Caracas, la cumpleañera. Caracas, mi casa grande. ¡Nuestra casa grande! Soy un caraqueño nato, aferrado a mi país y a mi ciudad. Ni siquiera las circunstancias más adversas me han hecho pensar en abandonarla. Esa relación extraña entre Caracas y mi soledad de la que no quiero liberarme. Durante un tiempo, en el programa de radio, afectado por el estado deplorable y descuidado que lucía, me dio por hacer una campaña y repetir, una y otra vez, la importancia de que la cuidáramos como quien atiende su casa. “Caracas, nuestra casa grande”: con esta frase pretendía sensibilizar a quienes con el mayor desparpajo del mundo, la ensucian, la atropellan, la descuidan, la agreden, sin importarles que es el lugar donde vivimos. Santiago de León de Caracas se hace añeja y envejece sin gracia. Y aun así, esa Caracas rota, sin dientes, todavía me sonríe.
Caracas, mujer vejada por sus maridos maltratadores, que la atiborran de problemas casi en la misma proporción de años que cumple de fundada. Una ciudad que deja con la boca abierta a quienes la visitan por primera vez por dos razones contrastantes: su hermosura y su violencia. Con su cerro Ávila, que a veces me impide respirar. Cerro imponente y majestuoso que nos abraza sin distingos. Una ciudad donde todavía es fácil ver guacamayas azules surcando el cielo. Una ciudad sumisa y feroz. Un infierno del que el caraqueño jamás se muda.
En Caracas, cada mañana es como la última vez. Un regalo de sobresaltos y embelesamientos de una dama que rechista ante la indolencia de quienes la habitan. Por eso, se encabrita. Para despertarnos del letargo que nos hace indolentes. Para ver si en algún momento, nosotros, que somos sus hijos, sus amantes y sus torturados, reaccionamos. Y la ponemos en el lugar donde debería estar. Le devolvemos los atributos que la hicieron en alguna época “la sucursal del cielo”.

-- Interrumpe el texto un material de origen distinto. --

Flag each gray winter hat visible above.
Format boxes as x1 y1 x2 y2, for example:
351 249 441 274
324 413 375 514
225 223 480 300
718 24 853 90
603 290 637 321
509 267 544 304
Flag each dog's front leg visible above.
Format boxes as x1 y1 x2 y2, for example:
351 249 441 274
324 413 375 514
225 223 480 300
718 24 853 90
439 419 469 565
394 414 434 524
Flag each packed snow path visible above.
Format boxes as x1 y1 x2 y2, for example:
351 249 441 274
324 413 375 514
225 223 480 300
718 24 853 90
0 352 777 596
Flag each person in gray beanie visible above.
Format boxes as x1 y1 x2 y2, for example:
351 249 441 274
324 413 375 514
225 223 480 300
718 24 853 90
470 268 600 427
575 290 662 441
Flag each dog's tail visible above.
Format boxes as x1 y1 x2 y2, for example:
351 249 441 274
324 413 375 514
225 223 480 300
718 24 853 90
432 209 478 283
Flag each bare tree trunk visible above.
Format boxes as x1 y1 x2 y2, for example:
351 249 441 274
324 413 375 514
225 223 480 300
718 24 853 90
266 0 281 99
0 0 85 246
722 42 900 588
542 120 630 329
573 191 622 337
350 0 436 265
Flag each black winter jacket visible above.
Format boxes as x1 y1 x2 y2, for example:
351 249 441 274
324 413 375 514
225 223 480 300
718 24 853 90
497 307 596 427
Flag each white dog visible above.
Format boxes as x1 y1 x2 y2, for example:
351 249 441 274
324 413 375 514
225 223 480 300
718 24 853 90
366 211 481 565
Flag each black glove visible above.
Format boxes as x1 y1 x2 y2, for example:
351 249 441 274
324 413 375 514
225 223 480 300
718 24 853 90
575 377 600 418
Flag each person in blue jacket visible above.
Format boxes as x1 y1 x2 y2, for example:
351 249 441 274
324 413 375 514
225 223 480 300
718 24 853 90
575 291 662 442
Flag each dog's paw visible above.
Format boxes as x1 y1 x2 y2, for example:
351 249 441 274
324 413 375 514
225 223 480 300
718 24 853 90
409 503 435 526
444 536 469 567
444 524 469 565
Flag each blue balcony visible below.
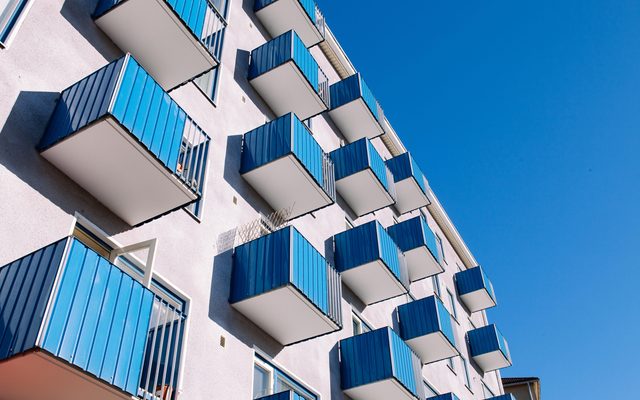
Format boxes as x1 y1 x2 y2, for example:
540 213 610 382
254 0 326 47
0 238 183 400
229 226 342 345
329 73 384 142
340 328 424 400
330 138 396 216
467 324 511 372
333 221 409 304
387 153 431 214
248 31 329 121
39 55 209 225
387 216 444 282
427 393 460 400
240 113 336 219
454 267 497 312
397 296 460 364
93 0 226 90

Un rostro tan arrugado y marchito, como el que hoy muestra nuestra ciudad, no se justifica. Apenas cumple 448 años. Y eso no es mucho, si lo comparamos con los muchos que cargan a cuestas las vetustas ciudades del viejo continente. Esas señoras europeas que han sabido engalanarse y despertar en sus habitantes admiración y pasión. Como la del amante, complaciente y enamorado, rendido ante la belleza de su amada y dispuesto a dar todo por ella. La nuestra, la Caracas malquerida, hoy quiere deshacerse de los harapos con los que la hemos adornado. Y arrancar de sus calles ese olor a rancio que la perfuma. Porque Caracas huele mal. Huele a herrumbres y a basura arrojados sin pudor y dejadez en las esquinas.
Somos muchos a quienes nos duele. Pero, son muchos más los que la ignoran. Y nada se logra. Avances y retrocesos de una danza que solo perjudica a Caracas. Que la hace inhabitable.
Alocada. Desquiciada. Que la hace ruidosa y escandalosa. Desbordada en atributos y defectos. Una ciudad que nos hace adictos a su ritmo y que nos enseña a tomar precauciones. Una ciudad donde los niños no necesitan dirección. Pero, donde las calles ya no son los escenarios de sus juegos.
Una urbe de aire contaminado que El Ávila se afana en purificar. Ciudad descuidada que nos imponemos ver con ojos de cariño. Con su río innavegable, que arrastra en su trayecto las miserias que le arrojan. Una capital que atrae al buscador de nuevas fortunas. ¿Qué deseas que te regalemos? ¿Acaso conciencia ciudadana? Muchos a quienes les hice esta pregunta me respondieron que nuevos mandatarios. Otros, mejores ciudadanos. Otros, calles limpias de malandros y de basura. Hubo quien sugirió jardines cuidados o plazas donde sentarse a cualquier hora, sin miedo, a contemplar la vida. ¿Ves? Sólo quieren cosas buenas para ti. Al final, todos compartimos y nos identificamos con el mismo sentimiento: somos caraqueños que queremos ponernos en sintonía con tus exigencias. Y a pesar de todo, esa Caracas sin nomenclaturas sigue vistiéndose de autenticidad.
Yo, por mi parte, quiero que en la Caracas de mi futuro, todo no sea suficiente.